For any who do not know, our favorite geniuses in the Justice Department indicated to my "attorney" a couple of years ago that they intended to indict me all over again for a second instance of the same crime for publishing this: "I'm plainly stating that I intend to kill the president."
In order to get my new audience members up to speed on my splendid little crime, obviously I needed to tell them what it was that I said.
So the following day my probation officer calls me to his office. Adopting his best game face while trying not to bust out laughing at this latest bit of idiocy rolling downhill out of Washington, he says, "Did you threaten to kill the president again?"
My answer was immediate, as I possess an encyclopedic command of my own intellectual property. "No." I'm not a one trick pony. I pride myself on the wide-ranging breadth of my comedic repertoire.
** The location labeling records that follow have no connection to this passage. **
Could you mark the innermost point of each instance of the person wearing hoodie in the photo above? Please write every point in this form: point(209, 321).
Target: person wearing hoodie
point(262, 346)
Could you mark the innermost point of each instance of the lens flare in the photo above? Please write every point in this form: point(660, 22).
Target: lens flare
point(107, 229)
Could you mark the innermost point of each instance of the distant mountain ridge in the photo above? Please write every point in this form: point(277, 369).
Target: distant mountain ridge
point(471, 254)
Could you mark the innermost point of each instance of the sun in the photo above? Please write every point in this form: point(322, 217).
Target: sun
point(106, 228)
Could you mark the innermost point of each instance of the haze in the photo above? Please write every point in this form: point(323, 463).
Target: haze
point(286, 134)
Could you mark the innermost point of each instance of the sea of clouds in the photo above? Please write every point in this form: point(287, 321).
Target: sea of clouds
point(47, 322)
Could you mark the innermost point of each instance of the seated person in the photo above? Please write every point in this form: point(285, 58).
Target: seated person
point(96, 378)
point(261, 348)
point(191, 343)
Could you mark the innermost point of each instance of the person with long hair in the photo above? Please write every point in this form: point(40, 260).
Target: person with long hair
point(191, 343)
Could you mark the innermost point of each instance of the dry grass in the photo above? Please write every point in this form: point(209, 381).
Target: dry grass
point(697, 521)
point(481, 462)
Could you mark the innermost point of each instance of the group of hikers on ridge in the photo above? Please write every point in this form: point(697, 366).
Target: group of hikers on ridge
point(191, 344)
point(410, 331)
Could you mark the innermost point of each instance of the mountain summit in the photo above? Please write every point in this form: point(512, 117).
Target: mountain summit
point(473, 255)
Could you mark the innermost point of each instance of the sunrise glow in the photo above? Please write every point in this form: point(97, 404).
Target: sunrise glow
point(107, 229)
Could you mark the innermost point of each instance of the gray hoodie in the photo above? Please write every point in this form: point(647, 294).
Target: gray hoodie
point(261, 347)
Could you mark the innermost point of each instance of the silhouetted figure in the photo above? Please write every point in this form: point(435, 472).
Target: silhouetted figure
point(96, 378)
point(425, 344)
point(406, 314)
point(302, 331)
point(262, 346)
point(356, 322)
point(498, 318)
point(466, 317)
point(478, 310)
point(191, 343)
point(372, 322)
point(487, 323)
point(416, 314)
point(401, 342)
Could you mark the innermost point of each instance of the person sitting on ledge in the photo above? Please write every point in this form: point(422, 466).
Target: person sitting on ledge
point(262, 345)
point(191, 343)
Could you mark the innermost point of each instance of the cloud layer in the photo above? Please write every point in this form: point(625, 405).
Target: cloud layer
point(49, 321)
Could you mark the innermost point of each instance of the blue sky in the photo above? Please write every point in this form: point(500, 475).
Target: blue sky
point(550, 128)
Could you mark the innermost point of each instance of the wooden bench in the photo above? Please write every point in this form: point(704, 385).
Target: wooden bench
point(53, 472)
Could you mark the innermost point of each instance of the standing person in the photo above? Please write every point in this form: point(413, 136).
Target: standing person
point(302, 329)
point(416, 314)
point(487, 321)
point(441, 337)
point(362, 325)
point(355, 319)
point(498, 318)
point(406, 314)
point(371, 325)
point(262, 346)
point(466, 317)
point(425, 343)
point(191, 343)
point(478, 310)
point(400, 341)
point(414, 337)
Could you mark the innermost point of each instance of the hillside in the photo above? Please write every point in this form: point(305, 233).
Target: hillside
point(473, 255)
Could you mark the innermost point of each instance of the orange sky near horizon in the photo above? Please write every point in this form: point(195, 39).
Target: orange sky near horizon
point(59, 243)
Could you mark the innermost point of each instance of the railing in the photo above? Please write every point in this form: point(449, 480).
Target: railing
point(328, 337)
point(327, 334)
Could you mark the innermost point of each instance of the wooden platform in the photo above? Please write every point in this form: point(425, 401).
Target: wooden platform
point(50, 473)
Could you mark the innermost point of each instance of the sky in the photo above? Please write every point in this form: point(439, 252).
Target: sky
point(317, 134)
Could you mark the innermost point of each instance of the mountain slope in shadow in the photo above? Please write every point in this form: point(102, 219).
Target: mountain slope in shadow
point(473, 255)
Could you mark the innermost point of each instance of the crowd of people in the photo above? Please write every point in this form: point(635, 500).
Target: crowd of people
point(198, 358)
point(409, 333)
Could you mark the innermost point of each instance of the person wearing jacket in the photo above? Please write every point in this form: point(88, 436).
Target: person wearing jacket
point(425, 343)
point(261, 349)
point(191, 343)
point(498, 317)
"Well I have proof here that you did," and he pulls out his secret weapon: an official, government-approved, timestamped, full-regalia printout of the previous day's show.
I do not impress easily. Just ask Special Agent Saunders. "Is it in quotes?"
He flipped to the proper page and took a look. "Yes. Yes it is." I'm not sure if his tone was triumphant or crestfallen.
"Then it's a quote." So then he and I and our secret speakerphone audience went back and forth for a few minutes as I explained what quotation marks mean. In the end, his computer-screen IM buddy must have sighed and told him to kick me loose. "The man's like Johnny Cochran. 'If the quote don't fit, you must acquit.'"
It's pretty sad when the Justice Department has so little on you, and wants you gone so badly, that they're willing to try to cobble together a new charge out of the flimsiest of facts.
So here is our Language Arts class for Justice Department attorneys. We'll be covering the fundamentals of speech. Upon graduating, they'll be able to talk. And then they'll be equipped to scrutinize the mouth movements of those who talk. And if they aspire to talk law talk some day, they'll have a leg up on the competition. They'll be a shoo-in for whatever government job.
So let's begin.
Quotation marks can denote many things. Their various uses all have one common element. They communicate to the reader that "something is special here. Pay attention. There is an additional dimension to this language, without which its meaning cannot be known."
For example, quotation marks can denote irony. Irony is a linguistic device whereby the meaning of a word or phrase is exactly opposite its face value meaning. I had an attorney. I also had an "attorney." Do you see the difference? The two utterances communicate completely different things. The latter has an additional dimension to it which communicates to the reader that I question whether my attorney had ever graduated law school.
Another use of quotation marks is to denote that a thing is represented by some other party to have a certain meaning. For example, the Environmental Protection Agency’s "interstate plan for remediation" includes guidelines for the safe disposal of toxic waste. You get the picture.
Quotation marks can also be used to denote attribution. In this case, the quotation marks indicate that the utterance originated elsewhere, either from another person or from another time. The car crash victim said, "The car came out of nowhere."
You will note that it is not necessary to state "he said," or the equivalent, if the identity of the speaker of the utterance is known or implied. In my case, it was not necessary to state "I said," because the identity of the original speaker of the utterance is known to be me. And to freight one's prose with superfluous words just makes for bloated writing. The use of bare quotation marks is adequate for denoting attribution. In no way is the preface "I said" necessary to the operability of the quotation marks.
So there you have it. I will not tax my audience further with an exploration of single quotes or open-ended double quotes. This is, after all, an introductory Language Arts class for Justice Department attorneys.